日本酒「帰忘郷(きぼうきょう)」醸造へ稲刈り 福島県大熊町大川原地区 避難と復興支援の感謝込め

 

 福島県大熊町大川原地区の実証田で7日、日本酒「帰忘郷(きぼうきょう)」の醸造に向けた稲刈りが行われた。東日本大震災と東京電力福島第一原発事故から間もなく10年6カ月。これまでの支援に対する感謝を日本酒に込め、来春発売する。

 大熊町は避難先である会津若松市への恩返しと特産品開発を目的に昨年、町内で栽培した酒米で初めて日本酒を造った。「会津娘」で名高い会津若松市の高橋庄作酒造店が醸造した。すっきりとした味わいが特徴という。

 昨年は試作品だったが、今年は、おおくままちづくり公社が「大熊町日本酒プロジェクト」を立ち上げ、クラウドファンディングで資金を募った。

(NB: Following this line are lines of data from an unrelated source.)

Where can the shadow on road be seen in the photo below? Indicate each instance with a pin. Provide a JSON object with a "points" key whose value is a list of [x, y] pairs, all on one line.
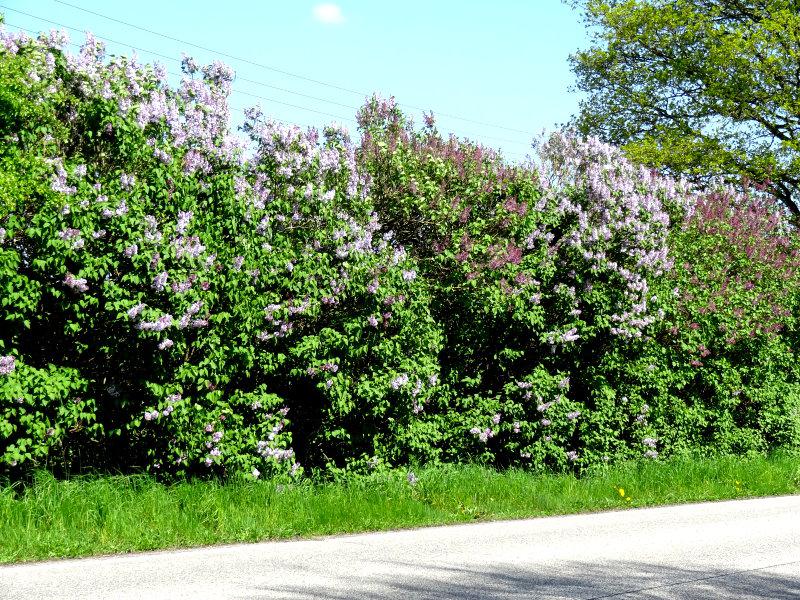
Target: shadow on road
{"points": [[624, 580]]}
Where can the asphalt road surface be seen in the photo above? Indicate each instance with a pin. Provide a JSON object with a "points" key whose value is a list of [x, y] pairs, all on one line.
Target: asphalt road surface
{"points": [[738, 549]]}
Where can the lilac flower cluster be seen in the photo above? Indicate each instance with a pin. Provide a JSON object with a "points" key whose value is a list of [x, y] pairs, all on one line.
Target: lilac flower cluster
{"points": [[75, 283], [7, 365]]}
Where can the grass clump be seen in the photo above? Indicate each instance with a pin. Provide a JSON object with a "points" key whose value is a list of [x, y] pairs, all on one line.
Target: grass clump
{"points": [[102, 515]]}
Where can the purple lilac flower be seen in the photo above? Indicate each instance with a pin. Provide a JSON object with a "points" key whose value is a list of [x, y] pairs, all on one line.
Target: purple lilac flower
{"points": [[161, 324], [183, 220], [127, 181], [160, 281], [181, 287], [136, 311], [399, 381], [7, 365]]}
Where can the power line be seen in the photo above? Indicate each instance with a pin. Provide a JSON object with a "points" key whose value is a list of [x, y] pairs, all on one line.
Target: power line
{"points": [[235, 91], [277, 70]]}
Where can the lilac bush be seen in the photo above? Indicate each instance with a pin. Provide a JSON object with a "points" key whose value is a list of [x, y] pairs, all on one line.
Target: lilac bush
{"points": [[195, 301], [209, 294]]}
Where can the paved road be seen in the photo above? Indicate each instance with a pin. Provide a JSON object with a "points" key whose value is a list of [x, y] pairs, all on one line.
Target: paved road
{"points": [[740, 549]]}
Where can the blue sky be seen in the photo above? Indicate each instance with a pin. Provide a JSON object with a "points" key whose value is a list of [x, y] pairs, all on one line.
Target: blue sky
{"points": [[502, 63]]}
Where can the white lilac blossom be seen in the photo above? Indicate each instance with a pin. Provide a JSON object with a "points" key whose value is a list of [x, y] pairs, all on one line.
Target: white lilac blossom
{"points": [[188, 246], [136, 311], [184, 218], [127, 181], [163, 322], [7, 365], [75, 283]]}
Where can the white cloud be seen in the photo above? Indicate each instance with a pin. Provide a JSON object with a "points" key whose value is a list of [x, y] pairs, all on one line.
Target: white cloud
{"points": [[330, 14]]}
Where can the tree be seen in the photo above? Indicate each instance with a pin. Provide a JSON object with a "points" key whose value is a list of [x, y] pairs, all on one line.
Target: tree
{"points": [[702, 88]]}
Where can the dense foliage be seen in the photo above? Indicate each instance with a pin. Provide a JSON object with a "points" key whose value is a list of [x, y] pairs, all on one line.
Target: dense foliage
{"points": [[184, 300], [706, 88]]}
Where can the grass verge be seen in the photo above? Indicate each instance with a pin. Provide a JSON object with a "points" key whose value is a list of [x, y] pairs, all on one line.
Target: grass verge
{"points": [[81, 517]]}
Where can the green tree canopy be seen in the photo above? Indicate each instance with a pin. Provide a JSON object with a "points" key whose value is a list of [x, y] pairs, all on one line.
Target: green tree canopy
{"points": [[704, 88]]}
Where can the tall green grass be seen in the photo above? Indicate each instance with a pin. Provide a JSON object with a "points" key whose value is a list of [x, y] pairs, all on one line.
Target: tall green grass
{"points": [[52, 519]]}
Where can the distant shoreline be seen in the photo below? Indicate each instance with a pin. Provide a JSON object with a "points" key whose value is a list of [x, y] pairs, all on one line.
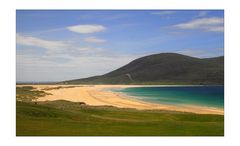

 高橋庄作酒造店で720ミリリットルを1600本製造する。来年2月に一般販売を開始する予定。クラウドファンディングの協賛者に返礼品として贈る。

 7日、実証田65アールで、稲刈り機が黄金色に実った酒米「五百万石」を収穫した。稲を栽培した町農業委員会の根本友子会長は「多くの支援への感謝と絆を日本酒に込めた。町内外の多くの人に飲んでもらい、大熊町に思いを寄せてほしい」と願った。